Authors:
Henry Ehlers
1
;
Diana Marin
2
;
Hsiang-Yun Wu
3
and
Renata Raidou
1
Affiliations:
1
Visualization Group, Institute of Visual Computing and Human-Centered Technology, TU Wien, Favoritenstr. 9-11 / E193-02, A-1040 Vienna, Austria
;
2
Rendering and Modeling Group, Institute of Visual Computing and Human-Centered Technology, TU Wien, Favoritenstr. 9-11 / E193-02, A-1040 Vienna, Austria
;
3
St. Pölten University of Applied Sciences, Department of Media and Digital Technologies, Campus-Platz 1, St. Pölten, A-3100, Austria
Keyword(s):
Compound Graph Visualization, Literature Survey, Group Structure Visualization.
Abstract:
Compound graphs are common across domains, from social science to biochemical pathway studies, and their visualization is important to both their exploration and analysis.
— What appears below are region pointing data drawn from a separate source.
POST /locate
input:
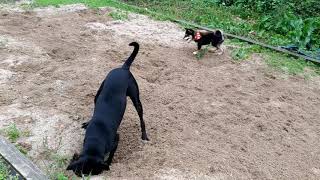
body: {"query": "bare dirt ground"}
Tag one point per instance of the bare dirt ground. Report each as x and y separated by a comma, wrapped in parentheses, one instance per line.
(207, 119)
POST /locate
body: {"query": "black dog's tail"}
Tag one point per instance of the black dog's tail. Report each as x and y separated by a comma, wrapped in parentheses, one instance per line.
(129, 61)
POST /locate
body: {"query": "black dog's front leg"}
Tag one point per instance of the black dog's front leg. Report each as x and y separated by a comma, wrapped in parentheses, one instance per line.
(133, 93)
(85, 125)
(109, 160)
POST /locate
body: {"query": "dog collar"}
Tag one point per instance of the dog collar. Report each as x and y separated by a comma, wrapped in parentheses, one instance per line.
(197, 36)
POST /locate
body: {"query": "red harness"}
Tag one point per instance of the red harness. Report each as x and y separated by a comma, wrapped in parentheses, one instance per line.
(197, 36)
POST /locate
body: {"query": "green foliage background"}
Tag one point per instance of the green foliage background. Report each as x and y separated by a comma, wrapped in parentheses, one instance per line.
(277, 22)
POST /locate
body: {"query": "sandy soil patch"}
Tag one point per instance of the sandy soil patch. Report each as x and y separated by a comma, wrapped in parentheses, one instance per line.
(207, 119)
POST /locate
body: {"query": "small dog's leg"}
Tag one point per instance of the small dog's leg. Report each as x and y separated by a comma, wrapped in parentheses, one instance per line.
(109, 160)
(98, 92)
(199, 47)
(213, 49)
(133, 93)
(85, 125)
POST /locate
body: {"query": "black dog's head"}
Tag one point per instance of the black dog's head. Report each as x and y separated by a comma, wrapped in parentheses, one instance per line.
(189, 34)
(87, 165)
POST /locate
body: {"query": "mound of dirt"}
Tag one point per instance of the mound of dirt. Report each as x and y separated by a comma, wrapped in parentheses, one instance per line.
(207, 119)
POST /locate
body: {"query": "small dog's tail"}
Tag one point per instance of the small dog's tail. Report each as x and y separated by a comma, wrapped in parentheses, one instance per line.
(129, 61)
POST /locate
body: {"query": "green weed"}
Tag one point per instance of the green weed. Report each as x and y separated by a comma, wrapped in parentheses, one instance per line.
(5, 173)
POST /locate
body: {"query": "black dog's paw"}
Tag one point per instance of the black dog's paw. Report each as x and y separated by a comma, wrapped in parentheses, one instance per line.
(85, 125)
(144, 137)
(75, 157)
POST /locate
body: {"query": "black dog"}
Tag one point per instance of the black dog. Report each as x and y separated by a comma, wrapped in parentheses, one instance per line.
(202, 37)
(101, 132)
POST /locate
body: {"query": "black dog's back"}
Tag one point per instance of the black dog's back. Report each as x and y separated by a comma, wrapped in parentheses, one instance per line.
(101, 131)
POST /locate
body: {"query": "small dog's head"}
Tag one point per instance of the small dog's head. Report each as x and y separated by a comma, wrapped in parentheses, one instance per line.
(86, 165)
(189, 34)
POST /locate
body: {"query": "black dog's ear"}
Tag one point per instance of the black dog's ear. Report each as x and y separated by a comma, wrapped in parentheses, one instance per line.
(218, 33)
(73, 161)
(72, 166)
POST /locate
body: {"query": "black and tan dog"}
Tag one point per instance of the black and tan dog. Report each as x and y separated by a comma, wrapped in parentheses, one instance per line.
(202, 37)
(101, 135)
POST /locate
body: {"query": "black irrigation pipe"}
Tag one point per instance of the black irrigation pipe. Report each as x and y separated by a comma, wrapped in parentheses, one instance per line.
(250, 41)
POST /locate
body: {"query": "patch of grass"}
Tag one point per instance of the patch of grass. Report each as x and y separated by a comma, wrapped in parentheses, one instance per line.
(5, 173)
(206, 13)
(119, 15)
(7, 1)
(22, 149)
(290, 65)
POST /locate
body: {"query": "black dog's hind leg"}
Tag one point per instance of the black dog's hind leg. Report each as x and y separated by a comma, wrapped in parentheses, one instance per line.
(199, 47)
(133, 93)
(109, 160)
(85, 125)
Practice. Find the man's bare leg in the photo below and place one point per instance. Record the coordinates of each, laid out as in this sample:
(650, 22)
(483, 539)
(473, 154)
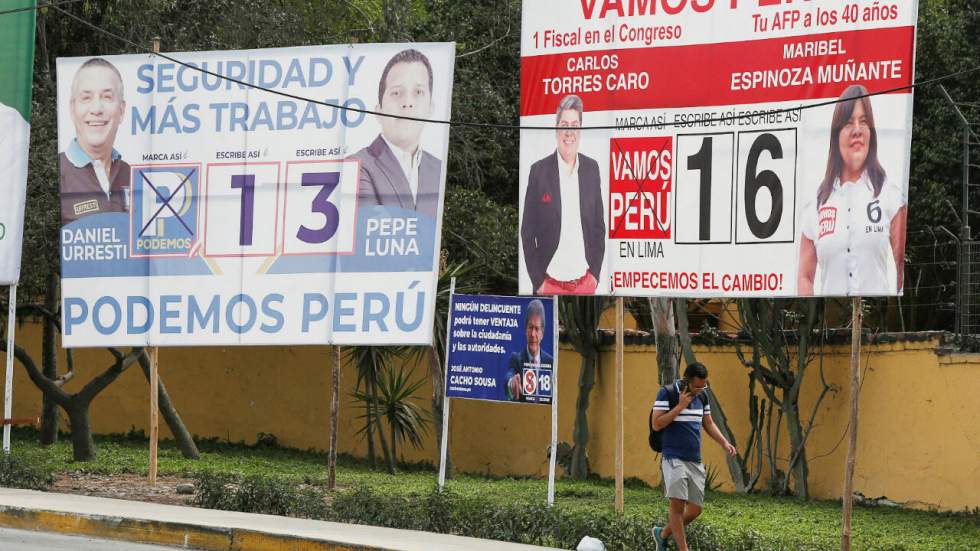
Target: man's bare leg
(689, 512)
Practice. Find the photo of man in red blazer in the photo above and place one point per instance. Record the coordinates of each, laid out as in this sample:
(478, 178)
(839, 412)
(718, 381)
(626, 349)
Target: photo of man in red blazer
(562, 224)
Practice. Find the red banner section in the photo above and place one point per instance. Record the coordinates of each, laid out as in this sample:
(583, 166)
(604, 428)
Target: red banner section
(640, 175)
(734, 73)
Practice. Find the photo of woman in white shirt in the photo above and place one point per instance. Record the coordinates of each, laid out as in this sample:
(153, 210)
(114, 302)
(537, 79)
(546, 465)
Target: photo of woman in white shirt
(854, 231)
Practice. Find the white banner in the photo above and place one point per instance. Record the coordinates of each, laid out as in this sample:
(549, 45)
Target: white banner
(14, 139)
(200, 211)
(745, 154)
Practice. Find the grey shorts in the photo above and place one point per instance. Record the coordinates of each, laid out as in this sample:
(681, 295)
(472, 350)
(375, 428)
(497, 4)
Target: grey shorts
(684, 480)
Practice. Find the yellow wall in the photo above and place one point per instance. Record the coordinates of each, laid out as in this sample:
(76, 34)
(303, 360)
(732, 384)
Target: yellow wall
(918, 436)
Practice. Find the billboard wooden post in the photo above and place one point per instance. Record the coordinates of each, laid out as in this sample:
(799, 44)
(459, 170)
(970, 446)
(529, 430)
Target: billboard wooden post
(846, 498)
(619, 405)
(154, 381)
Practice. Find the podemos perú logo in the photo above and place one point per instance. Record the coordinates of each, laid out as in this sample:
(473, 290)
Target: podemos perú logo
(164, 209)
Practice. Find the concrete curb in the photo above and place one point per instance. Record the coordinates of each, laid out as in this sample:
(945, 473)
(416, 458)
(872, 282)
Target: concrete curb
(213, 530)
(172, 534)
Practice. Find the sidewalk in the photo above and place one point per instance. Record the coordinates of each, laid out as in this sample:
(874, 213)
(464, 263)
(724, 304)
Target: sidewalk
(212, 530)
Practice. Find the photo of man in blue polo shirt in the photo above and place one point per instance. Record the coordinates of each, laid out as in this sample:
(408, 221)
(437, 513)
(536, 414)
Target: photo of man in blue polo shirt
(681, 409)
(94, 178)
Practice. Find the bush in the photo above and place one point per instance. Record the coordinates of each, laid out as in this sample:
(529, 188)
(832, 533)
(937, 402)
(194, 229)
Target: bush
(471, 515)
(259, 494)
(15, 472)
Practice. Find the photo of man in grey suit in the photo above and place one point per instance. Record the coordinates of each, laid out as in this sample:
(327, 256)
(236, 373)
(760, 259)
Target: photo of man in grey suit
(395, 170)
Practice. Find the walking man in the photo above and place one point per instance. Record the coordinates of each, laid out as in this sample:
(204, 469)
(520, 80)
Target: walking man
(681, 409)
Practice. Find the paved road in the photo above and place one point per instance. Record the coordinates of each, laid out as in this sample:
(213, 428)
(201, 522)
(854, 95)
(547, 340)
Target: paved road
(20, 540)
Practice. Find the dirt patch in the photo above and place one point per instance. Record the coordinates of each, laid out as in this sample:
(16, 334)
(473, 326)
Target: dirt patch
(123, 486)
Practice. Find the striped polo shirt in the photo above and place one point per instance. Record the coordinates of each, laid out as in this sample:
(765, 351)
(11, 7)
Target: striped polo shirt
(682, 437)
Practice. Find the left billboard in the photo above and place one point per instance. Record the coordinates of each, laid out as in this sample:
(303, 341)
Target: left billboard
(17, 67)
(197, 210)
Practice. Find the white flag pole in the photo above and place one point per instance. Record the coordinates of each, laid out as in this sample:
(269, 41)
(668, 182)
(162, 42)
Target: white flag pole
(8, 389)
(444, 445)
(554, 404)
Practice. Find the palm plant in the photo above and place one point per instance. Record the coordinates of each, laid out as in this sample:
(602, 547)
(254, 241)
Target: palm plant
(580, 319)
(407, 420)
(371, 362)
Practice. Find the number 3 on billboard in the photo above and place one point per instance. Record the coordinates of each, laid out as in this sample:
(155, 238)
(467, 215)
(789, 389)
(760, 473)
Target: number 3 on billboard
(328, 182)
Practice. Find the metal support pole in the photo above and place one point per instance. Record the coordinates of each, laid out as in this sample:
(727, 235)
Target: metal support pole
(554, 404)
(847, 497)
(620, 505)
(8, 388)
(444, 445)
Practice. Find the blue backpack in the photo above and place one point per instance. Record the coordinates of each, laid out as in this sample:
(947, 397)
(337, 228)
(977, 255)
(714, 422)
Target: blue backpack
(656, 437)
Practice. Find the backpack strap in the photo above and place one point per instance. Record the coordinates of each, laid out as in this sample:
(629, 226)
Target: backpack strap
(672, 399)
However, effectively visualizing a compound graph’s topology and group structure requires careful consideration, as evident by the many different approaches to this particular problem. To better understand the current advancements in compound graph visualization, we have consolidated and streamlined existing surveys’ taxonomies. More specifically, we aim to disentangle the visual relationship between graph topology and group structure from the visual encoding used to visualize its group structure in order to identify interesting gaps in the literature. In so doing, we are able to enumerate a number of lessons learned and gain a better understanding of the outstanding research opportunities and practical implications across domains.